Applying law of total probability to conditional probability

Question

I was solving problems based on Bayes theorem from the book "A First Course in Probability by Sheldon Ross". The problem reads as follows:

An insurance company believes that there are two types of people: accident prone and not accident prone. Company statistics states that accident prone person have an accident in any given year with probability $0.4$, whereas the probability is $0.2$ for not-accident prone person. If we assume $30\%$ of population is accident prone, what is the conditional probability that a new policyholder will have an accident in his or her second year of policy ownership, given that the policyholder has had an accident in the first year?

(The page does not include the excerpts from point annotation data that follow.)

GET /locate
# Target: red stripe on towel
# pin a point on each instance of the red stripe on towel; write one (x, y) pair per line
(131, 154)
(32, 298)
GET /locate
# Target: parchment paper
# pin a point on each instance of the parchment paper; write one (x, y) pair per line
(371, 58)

The solution given is as follows:

Book Solution
$$ \begin{align} P(A)=0.3 & & (given)\\ \therefore P(A^c)=1-P(A)=0.7 & & \\ P(A_1|A)=P(A_2|AA_1)=0.4 & &(given)\\ P(A_1|A^c)=P(A_2|A^cA_1)=0.2 & & (given) \end{align} $$ $$ P(A_1)=P(A_1|A)P(A)+P(A_1|A^c)P(A^c) =(.4)(.3)+(.2)(.7)=.26 \\ P(A|A_1)=\frac{(.4)(.3)}{.26}=\frac{6}{13} \\ P(A^c|A_1)=1-P(A|A_1)=\frac{7}{13} $$ $$ \begin{align} P(A_2|A_1)& =P(A_2|AA_1)P(A|A_1)+P(A_2|A^cA_1)P(A^c|A_1) &&...(I)\\ &=(.4)\frac{6}{13}+(.2)\frac{7}{13}\approx .29\\ \end{align} $$

I dont understand the statement $(I)$.

My Solution
Shouldnt it be like this: $$P(A_2|A_1)=P(A_2|AA_1)P(AA_1)+P(A_2|A^cA_1)P(A^cA_1)$$ Continuing further:
$$ \begin{align} P(A_2|A_1)&=P(A_2|AA_1)P(A_1|A)P(A)+P(A_2|A^cA_1)P(A_1|A^c)P(A^c)\\ &=(.4)(.4)(.3)+(.2)(.2)(.7)=0.076 \end{align} $$

Am I wrong? If yes, where did I go wrong?

Added Later

After going through comments and thinking more, it seems that I am struggling to apply law of total probability (and my above solution is very well wrong). The basic form of law of total probability, which I came across till now, is as follows: $$P(A)=P(A|\color{red}{B})P(\color{red}{B})+P(A|\color{magenta}{B^c})P(\color{magenta}{B^c})$$ I am first time facing application of this law for conditional probability, as done book solution: $$P(A_2|A_1)=P(A_2|AA_1)P(A|A_1)+P(A_2|A^cA_1)P(A_c|A_1)$$ as it involves three events ($A,A_1,A_2$). Book did not explained this. Though in current problem, it looks "somewhat" intuitive,

can someone generalize it, so as to make my understanding more clear? Say for $n$ events?
Also, in $P(A_2|A_1)=P(A_2|\color{red}{AA_1})P(\color{red}{A|A_1})+P(A_2|\color{magenta}{A^cA_1})P(\color{magenta}{A^c|A_1})$, I feel red colored stuff should be same and pink colored stuff should be same, as in case of simple form law of total probability.
I felt it should be $P(A_2|\color{red}{(A_1|A)})P(\color{red}{A_1|A})+P(A_2|\color{magenta}{(A_1|A^c)})P(\color{magenta}{A_1|A^c})$. Am I absolutely stupid here?
For a moment I felt its related to:$P(E_1E_2E_2...E_n)=P(E_1)P(E_2|E_1)P(E_3|E_1E_2)...P(E_n|E_1...E_{n-1})$. Is it so?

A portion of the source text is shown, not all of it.